At least that’s the case with the Dayapremas from Vicenza, Italy.
With three-time European spelling bee champion Anuk Dayaprema too old to compete this year, the mantle fell to younger sister Selomi — an 11-year-old sixth-grader at Vicenza Middle School — to keep the family’s streak alive.
Appearing composed and relaxed at the microphone during the 32nd annual European PTA Spelling Bee on Saturday, Selomi breezed to the title in a quick 12 rounds.
Selomi outlasted 28 contestants in grades three through eight from DODDS schools across Europe — a group that included at least one homeschooler.
Most spellers hung on until the third round, when the words became noticeably harder. The first word in round 3 to be misspelled was “julep.” Other words that tripped up contestants included “anchovy,” “kabuki,” and “automaton.”
One misspelled word equaled elimination.
After each round, those knocked out returned to the audience, some crying on a parent’s shoulder.
As the ranks began to thin, the bee seemed it might go the distance like last year’s 29 rounder. Headed into round 12, Selomi shared the stage in the Ramstein Elementary School cafeteria with two other unflappable spellers: Perry Potasi, a sixth-grader from Hohenfels Elementary School and last year’s runner-up, and Ryan Rayos, a sharply-dressed fifth-grader from Naples Elementary School, Italy, who finished fifth in the 2013 European bee.
But four words later, only Selomi remained. In round 12, the contest moved away from the 1,150-some-words “Spell-It” guide contestants could review in advance.
Selomi first spelled “profound” correctly. Then Perry stumbled on “aflutter,” spelling “affluttered,” and Ryan missed “cutthroat,” uttering c-u-t-t-h-r-o-a-g-h.
Selomi easily spelled the championship word, “contented,” for the win, as her parents watched on from the front row.
The pressure to win was great, she said afterwards. There were the big shoes of her whiz-of-a-speller brother to fill, and she didn’t want to let her school or parents down.
She studied hard, but not every day. “I really don’t believe in two hours a day of studying. Sometimes I did, but I also” tried to make it fun, she said.
Army Master Sgt.
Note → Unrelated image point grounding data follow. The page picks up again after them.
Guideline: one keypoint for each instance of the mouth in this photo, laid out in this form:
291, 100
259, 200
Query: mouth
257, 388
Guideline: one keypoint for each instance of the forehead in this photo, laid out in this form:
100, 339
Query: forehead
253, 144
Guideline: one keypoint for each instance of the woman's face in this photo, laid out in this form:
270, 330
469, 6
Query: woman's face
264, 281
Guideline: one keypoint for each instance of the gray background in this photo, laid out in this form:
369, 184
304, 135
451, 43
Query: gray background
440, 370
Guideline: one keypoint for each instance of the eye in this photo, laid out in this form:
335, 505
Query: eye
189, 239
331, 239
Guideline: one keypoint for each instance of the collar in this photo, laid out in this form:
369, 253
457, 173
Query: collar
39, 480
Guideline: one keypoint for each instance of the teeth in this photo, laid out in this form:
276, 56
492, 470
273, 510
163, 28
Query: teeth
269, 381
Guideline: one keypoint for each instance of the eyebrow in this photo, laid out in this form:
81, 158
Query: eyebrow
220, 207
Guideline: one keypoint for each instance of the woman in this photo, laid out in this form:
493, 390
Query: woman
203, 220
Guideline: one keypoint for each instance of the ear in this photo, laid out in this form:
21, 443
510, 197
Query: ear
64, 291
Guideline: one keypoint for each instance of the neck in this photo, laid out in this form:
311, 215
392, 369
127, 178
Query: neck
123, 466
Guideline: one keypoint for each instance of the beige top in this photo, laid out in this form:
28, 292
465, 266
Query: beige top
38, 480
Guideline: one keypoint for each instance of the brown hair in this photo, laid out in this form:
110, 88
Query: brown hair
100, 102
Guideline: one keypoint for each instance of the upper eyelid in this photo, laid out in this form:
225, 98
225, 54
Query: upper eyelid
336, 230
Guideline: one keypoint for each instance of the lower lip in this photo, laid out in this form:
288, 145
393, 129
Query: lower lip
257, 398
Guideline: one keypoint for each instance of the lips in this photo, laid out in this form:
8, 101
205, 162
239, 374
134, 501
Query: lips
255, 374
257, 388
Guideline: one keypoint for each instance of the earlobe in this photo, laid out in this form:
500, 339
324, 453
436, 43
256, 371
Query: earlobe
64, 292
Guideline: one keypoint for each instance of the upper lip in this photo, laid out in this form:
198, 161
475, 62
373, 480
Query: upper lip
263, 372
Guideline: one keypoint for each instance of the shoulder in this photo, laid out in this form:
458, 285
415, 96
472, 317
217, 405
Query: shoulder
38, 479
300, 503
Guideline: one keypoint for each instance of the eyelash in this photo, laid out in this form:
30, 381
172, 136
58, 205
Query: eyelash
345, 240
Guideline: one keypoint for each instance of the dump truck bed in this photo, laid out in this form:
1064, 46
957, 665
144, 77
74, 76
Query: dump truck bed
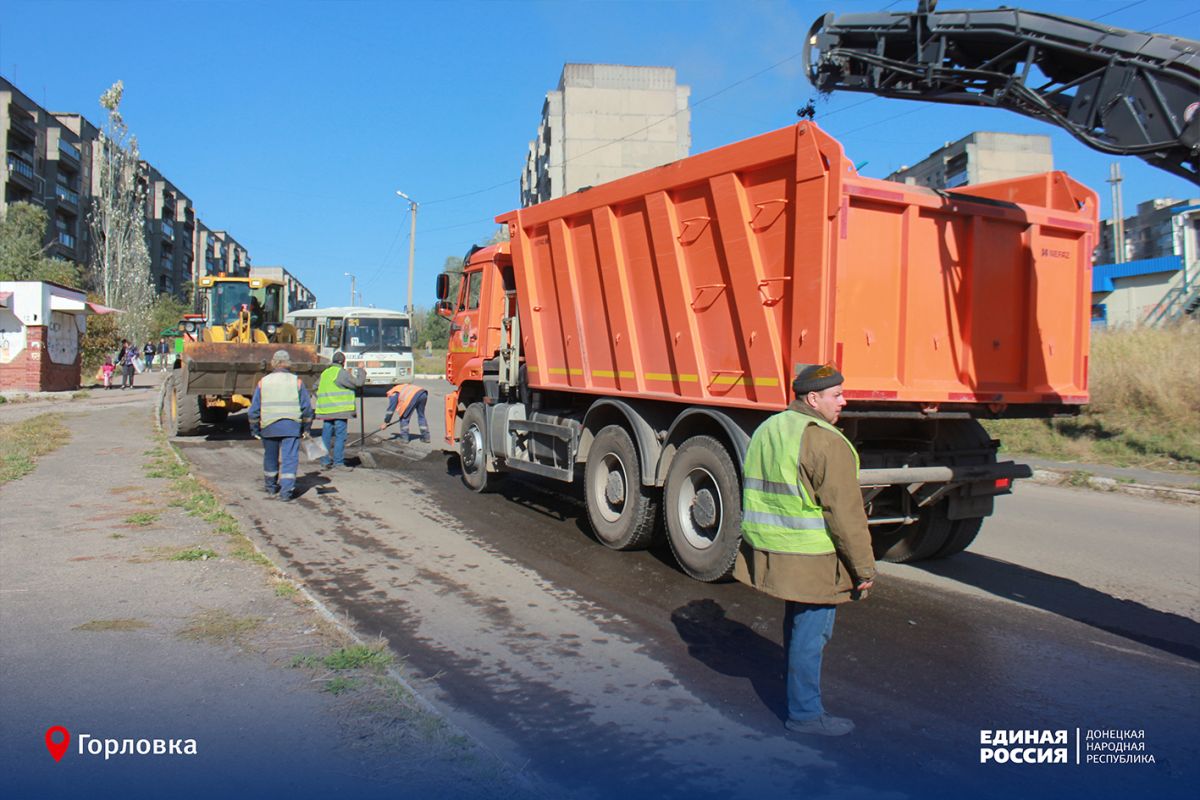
711, 280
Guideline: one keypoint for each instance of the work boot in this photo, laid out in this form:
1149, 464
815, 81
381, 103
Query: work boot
822, 726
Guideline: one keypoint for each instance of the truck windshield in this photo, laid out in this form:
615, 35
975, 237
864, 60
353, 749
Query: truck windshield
366, 335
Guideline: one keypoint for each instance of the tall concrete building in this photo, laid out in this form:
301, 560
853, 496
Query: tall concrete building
171, 228
52, 160
47, 163
603, 122
979, 157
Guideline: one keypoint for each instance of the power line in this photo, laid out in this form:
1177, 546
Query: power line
1116, 11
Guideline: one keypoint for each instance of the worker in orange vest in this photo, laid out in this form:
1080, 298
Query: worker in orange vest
408, 398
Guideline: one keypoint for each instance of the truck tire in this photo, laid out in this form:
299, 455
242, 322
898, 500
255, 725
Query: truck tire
703, 509
936, 535
181, 411
623, 512
472, 451
916, 542
963, 533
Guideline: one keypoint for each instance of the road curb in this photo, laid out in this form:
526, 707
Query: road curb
1085, 480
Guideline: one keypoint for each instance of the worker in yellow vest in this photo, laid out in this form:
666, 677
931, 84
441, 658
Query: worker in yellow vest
335, 408
408, 398
804, 535
280, 414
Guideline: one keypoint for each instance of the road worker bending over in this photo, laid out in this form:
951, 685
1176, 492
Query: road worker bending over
407, 398
804, 535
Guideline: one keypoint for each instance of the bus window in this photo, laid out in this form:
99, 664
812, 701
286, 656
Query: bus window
334, 334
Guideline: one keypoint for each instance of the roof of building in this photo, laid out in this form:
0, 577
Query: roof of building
1104, 274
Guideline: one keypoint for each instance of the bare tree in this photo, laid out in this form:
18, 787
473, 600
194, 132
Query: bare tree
120, 258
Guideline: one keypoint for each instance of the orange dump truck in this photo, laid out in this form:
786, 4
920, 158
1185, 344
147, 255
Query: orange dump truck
642, 329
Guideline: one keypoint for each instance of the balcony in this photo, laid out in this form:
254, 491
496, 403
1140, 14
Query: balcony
69, 150
22, 168
66, 194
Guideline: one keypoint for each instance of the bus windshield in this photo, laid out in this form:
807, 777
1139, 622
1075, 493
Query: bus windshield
367, 335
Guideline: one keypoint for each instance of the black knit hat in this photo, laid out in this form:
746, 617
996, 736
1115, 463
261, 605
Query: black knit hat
816, 378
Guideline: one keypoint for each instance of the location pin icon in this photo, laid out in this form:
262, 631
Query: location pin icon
58, 749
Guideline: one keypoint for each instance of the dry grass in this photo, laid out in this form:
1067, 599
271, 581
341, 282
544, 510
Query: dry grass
1144, 410
23, 443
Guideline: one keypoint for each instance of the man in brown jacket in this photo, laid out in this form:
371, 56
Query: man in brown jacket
804, 535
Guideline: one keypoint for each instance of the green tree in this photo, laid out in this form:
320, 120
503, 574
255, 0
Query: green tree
22, 253
165, 313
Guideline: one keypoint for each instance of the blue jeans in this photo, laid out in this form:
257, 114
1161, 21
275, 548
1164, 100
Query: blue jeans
333, 434
417, 405
281, 458
807, 630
Ganege Dayaprema said he told his daughter “first thing, you should not panic.” And ask questions; spellers are allowed to inquire about a word’s language of origin, its meaning, part of speech, among other queries.
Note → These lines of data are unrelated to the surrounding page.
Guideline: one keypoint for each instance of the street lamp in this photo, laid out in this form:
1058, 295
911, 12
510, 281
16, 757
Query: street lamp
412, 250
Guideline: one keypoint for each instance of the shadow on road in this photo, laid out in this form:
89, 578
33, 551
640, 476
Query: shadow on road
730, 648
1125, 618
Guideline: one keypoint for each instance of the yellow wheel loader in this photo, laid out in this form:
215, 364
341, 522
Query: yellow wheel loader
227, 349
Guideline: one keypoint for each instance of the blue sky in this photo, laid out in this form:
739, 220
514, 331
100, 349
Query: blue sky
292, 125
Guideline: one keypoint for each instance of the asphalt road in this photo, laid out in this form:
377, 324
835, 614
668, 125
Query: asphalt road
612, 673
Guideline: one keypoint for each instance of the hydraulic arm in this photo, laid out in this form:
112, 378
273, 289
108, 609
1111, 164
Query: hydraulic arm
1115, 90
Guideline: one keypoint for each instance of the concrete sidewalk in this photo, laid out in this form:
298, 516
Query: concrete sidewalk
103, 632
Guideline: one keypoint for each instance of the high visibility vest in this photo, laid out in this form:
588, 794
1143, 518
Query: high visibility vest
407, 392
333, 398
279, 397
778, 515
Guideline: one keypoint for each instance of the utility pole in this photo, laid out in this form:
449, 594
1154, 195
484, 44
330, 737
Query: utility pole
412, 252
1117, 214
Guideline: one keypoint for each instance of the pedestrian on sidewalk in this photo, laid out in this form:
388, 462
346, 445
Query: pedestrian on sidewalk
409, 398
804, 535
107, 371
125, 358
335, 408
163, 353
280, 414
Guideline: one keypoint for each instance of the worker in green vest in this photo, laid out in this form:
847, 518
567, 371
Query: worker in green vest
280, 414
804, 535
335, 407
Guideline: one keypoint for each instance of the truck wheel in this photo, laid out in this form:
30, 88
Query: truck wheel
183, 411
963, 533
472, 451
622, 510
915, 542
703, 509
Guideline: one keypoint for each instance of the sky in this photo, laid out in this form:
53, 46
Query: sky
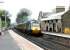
14, 6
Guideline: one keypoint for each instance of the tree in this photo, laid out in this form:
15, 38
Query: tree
22, 16
4, 16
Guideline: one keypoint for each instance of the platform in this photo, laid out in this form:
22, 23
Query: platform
23, 43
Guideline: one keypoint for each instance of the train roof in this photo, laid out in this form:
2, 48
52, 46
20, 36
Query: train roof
53, 16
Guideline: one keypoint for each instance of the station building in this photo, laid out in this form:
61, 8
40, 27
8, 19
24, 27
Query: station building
52, 22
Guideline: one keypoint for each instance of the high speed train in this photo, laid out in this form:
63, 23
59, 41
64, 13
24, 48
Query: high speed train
30, 27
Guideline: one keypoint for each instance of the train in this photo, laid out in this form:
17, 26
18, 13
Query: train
30, 27
58, 23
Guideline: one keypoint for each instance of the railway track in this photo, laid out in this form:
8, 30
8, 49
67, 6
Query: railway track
44, 42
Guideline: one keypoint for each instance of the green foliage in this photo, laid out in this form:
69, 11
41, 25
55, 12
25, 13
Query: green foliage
3, 14
23, 15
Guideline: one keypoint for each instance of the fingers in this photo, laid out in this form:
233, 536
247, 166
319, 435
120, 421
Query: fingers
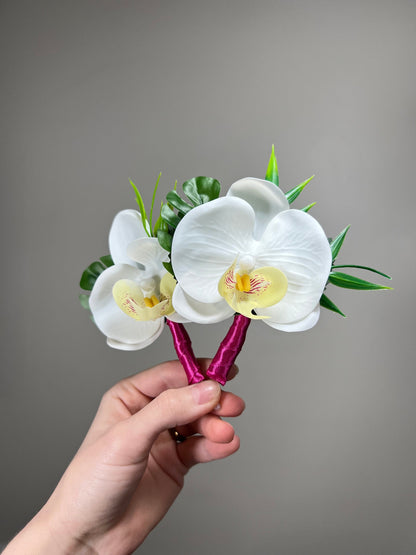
200, 450
174, 407
211, 425
152, 382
With the win, Selomi moves on to the Scripps National Spelling Bee in Washington, D.C., in May, where she’ll represent the Department of Defense Dependents Schools-Europe.
Perry and Ryan went head-to-head for about a dozen rounds for second place.
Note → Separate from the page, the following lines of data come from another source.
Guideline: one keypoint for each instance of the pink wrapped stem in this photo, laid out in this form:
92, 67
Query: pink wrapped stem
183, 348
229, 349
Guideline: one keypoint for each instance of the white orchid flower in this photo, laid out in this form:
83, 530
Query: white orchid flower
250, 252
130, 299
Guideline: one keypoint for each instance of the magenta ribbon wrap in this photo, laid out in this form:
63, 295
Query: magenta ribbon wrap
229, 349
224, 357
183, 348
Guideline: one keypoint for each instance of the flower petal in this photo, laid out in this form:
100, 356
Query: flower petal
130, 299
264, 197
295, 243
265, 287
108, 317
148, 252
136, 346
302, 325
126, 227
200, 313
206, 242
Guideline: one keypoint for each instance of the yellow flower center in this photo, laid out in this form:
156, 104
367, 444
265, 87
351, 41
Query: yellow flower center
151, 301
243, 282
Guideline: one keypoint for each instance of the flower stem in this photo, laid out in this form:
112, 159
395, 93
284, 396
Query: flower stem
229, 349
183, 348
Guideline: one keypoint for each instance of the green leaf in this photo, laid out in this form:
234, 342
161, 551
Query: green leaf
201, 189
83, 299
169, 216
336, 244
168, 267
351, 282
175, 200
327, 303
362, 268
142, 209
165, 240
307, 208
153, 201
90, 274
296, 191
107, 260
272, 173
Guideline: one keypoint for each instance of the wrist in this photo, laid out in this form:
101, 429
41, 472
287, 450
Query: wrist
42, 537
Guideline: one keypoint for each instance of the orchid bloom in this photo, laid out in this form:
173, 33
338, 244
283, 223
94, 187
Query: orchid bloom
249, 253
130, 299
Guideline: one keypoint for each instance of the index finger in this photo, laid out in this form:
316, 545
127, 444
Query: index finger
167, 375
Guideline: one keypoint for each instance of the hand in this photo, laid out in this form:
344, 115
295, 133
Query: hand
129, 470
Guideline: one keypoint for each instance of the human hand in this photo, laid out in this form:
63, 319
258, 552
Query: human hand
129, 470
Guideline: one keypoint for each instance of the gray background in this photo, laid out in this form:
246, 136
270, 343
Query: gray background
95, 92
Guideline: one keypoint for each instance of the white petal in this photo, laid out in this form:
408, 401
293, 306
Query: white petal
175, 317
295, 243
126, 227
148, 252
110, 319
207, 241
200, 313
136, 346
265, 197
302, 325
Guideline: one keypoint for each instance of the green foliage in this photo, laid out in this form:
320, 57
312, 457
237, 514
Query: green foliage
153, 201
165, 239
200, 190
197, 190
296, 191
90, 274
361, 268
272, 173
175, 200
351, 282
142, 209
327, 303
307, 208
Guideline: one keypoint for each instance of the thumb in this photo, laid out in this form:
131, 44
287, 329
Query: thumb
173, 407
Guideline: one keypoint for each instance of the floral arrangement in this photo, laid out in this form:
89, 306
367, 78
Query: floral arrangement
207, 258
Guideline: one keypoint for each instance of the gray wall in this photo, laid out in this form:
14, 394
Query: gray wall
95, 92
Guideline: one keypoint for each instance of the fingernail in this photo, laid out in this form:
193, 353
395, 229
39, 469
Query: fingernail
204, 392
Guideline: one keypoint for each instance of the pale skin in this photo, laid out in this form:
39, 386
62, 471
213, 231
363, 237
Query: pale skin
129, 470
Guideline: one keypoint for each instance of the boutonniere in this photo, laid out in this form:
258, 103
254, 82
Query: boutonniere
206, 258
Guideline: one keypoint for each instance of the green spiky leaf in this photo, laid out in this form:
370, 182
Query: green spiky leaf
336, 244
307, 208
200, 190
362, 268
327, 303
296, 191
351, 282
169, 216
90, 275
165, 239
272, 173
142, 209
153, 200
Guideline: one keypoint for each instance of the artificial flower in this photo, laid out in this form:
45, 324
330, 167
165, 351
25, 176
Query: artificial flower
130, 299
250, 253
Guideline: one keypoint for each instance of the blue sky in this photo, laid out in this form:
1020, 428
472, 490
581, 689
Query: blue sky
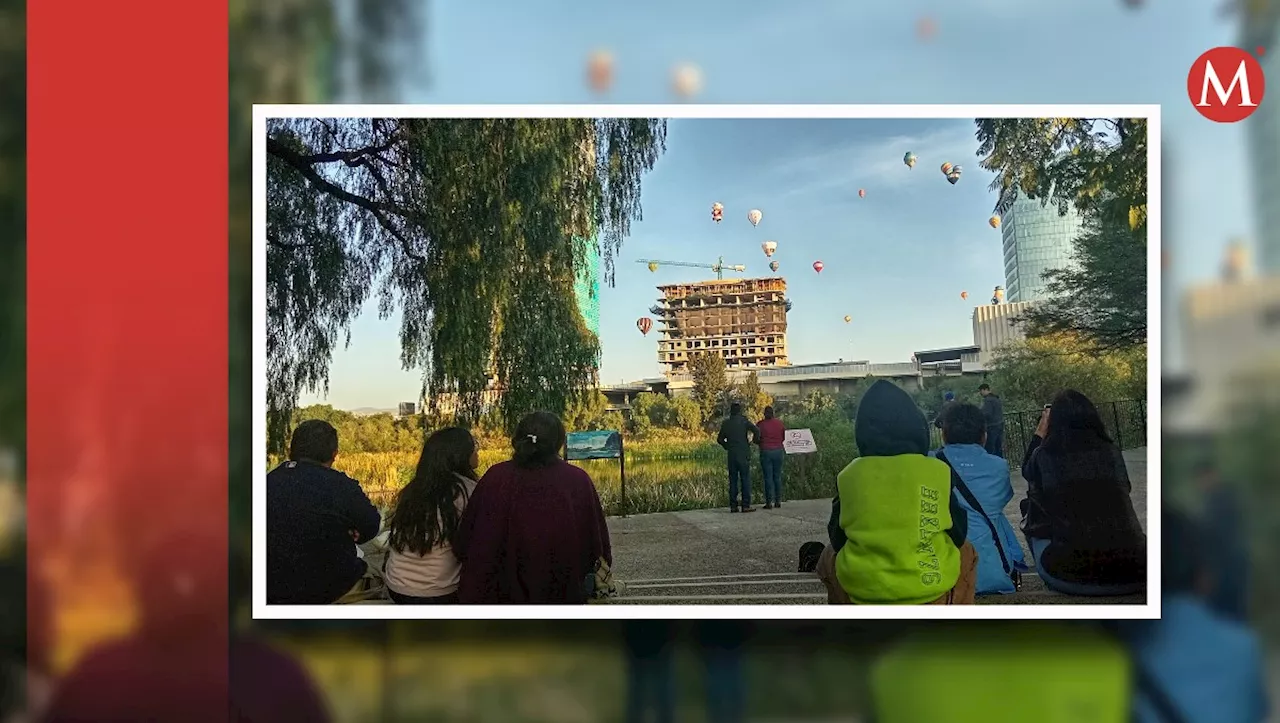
489, 51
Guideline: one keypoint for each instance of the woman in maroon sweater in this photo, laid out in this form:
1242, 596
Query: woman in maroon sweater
534, 527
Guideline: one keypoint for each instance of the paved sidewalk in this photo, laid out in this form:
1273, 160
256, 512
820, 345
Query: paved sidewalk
712, 556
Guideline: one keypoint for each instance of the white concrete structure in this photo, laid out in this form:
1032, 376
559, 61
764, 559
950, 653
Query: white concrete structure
993, 326
1233, 335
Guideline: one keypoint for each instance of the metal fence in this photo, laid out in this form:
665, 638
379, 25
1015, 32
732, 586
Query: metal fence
1125, 421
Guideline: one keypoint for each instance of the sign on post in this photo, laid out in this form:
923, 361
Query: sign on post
602, 444
799, 442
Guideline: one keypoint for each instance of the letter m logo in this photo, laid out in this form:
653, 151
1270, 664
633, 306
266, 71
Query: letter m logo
1225, 85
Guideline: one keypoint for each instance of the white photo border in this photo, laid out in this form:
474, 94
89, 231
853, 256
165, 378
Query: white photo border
1151, 609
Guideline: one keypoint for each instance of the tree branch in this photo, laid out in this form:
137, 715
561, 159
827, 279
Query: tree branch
378, 209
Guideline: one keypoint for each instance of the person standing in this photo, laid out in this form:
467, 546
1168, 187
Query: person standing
772, 431
315, 517
736, 436
993, 412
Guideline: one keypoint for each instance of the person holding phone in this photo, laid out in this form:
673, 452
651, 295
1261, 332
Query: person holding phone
1078, 517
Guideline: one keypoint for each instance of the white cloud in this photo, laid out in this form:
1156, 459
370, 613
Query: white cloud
877, 164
At stake, was the alternate for the national competition, in the event Selomi can’t go.
Ryan prevailed on “parlance” and “frustrated.”
“I feel actually pretty good,” he said afterwards, while eating lunch with his family.
Ryan’s mom, Gloria Rayos, helped him study “every day, at least two hours a day,” but she had butterflies, despite her son’s intense preparation. “I’m always nervous,” she said. “That’s why I can’t sit in the front row.”